Governments from Beijing to Berlin spent $12 trillion to help end the contraction, according to data from the Washington- based IMF. China, the world’s biggest copper consumer, imported record amounts in the first half. Crude oil gained as the Organization of Petroleum Exporting Countries curbed output by almost 16 percent in the eight months to March.

The International Energy Agency expects oil demand to expand 1.8 percent next year, from a 1.9 percent drop this year. Copper, aluminum, nickel and zinc supplies will lag behind demand next year, Desjardins Securities Inc. forecasts.

Hedge funds aren’t supposed to track the performance of indexes, said Doug Hepworth, director of research and principal at New York-based Gresham Investment Management LLC, which manages $7 billion in commodities, including index products.

‘Not Fair’

“If you have a commodity hedge fund that behaves like the indexes, you should fire them,” Hepworth said. “If you look at good hedge funds, they made 10 percent last year and they are making 10 percent this year.
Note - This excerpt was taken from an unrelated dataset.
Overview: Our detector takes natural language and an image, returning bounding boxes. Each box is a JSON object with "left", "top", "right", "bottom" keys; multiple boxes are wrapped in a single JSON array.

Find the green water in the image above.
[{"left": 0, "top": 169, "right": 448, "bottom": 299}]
With the indexes down big last year, 10 percent looks terrific and with commodities up this year, it looks like failure. That’s not fair.”

Commodity funds that are beating the indexes in 2009 include PCE Investors Ltd.’s $47 million Cumulus Energy Fund, run by Peter Brewer. It returned 47 percent in the first nine months. BlueGold Capital Management LLP’s $1.4 billion fund, run by Pierre Andurand and Dennis Crema, advanced 45 percent, and Galena Asset Management Ltd.’s $650 million metals fund returned almost 17 percent. Clive Capital LLC, the largest fund at $3.1 billion, returned 15 percent. They are all based in London.

Commodity assets under management rose by $15 billion to $224 billion in the third quarter, according to Barclays Capital. Assets tracking commodity indexes advanced $6 billion to $92 billion, while cash in exchange-traded products gained $7 billion to $80 billion. The remainder is made up of medium-term notes.

The Risk

As money pours in, the surge in commodity prices may not last because economies aren’t strong enough to drive consumption, said Sean Corrigan, chief investment strategist at Diapason Commodities Management SA in Lausanne, Switzerland, which manages about $6 billion in index products.

“This current run of uninterrupted gains is unlikely to continue uninterrupted,” he said.